Parallel Execution Raycasting

MysteriousVagabond · February 13, 2023, 3:16am

I know I’m not the first to ask this, and I’ve even used a comparable module to great effect in other projects, but I’m struggling to make an effective module for performing batches of raycasts in parallel execution.

Below is what I have so far. It takes in arrays of origins and directions and batches them to the various actors, delivering each batch via a BindableEvent.
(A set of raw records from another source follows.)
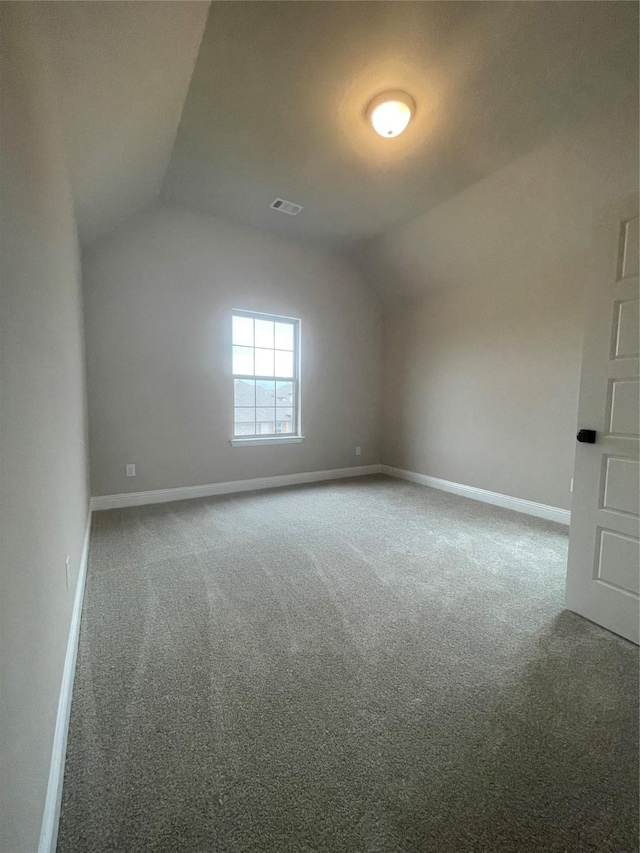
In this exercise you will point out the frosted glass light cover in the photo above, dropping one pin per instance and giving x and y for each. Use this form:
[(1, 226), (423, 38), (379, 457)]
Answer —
[(390, 114)]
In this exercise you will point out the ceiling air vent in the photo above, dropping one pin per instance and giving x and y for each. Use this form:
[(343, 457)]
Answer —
[(286, 206)]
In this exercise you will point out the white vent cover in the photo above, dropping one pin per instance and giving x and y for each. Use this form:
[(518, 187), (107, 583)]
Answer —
[(286, 206)]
The actors process the raycasts and fire back sparse arrays of the results along separate BindableEvents, which then get combined into a “results” table and delivered back to calling code.

The primary module:

--!strict

--//ParallelRaycastUtility//
--Allows for the execution of raycasts to be performed in parallel execution.

local BATCH_SIZE = 100
local ADJUSTED_BATCH_SIZE = BATCH_SIZE - 1

local IS_SERVER = game:GetService("RunService"):IsServer()

------------------------------------------------------------------------------------------------------------------------------------
--//ACTOR CONSTRUCTION//------------------------------------------------------------------------------------------------------------
------------------------------------------------------------------------------------------------------------------------------------

local ACTOR_COUNT: number = script:GetAttribute("ActorCount")
if type(ACTOR_COUNT) ~= "number" or ACTOR_COUNT < 1 then
	ACTOR_COUNT = 64
end

local input_events = table.create(ACTOR_COUNT)
local output_events = table.create(ACTOR_COUNT)

local actor_directory = Instance.new("Folder")
actor_directory.Name = "RaycastActors"

--TODO: Create separate client/server objects.
local actor_base = script:WaitForChild("Actor")

for index = 1, ACTOR_COUNT do
	local actor = actor_base:Clone()
	input_events[index] = actor.Input
	output_events[index] = actor.Output.Event
	
	actor.Handler.Enabled = true
	actor.Parent = actor_directory
end

actor_directory.Parent = IS_SERVER and game:GetService("ServerScriptService") or game:GetService("ReplicatedFirst")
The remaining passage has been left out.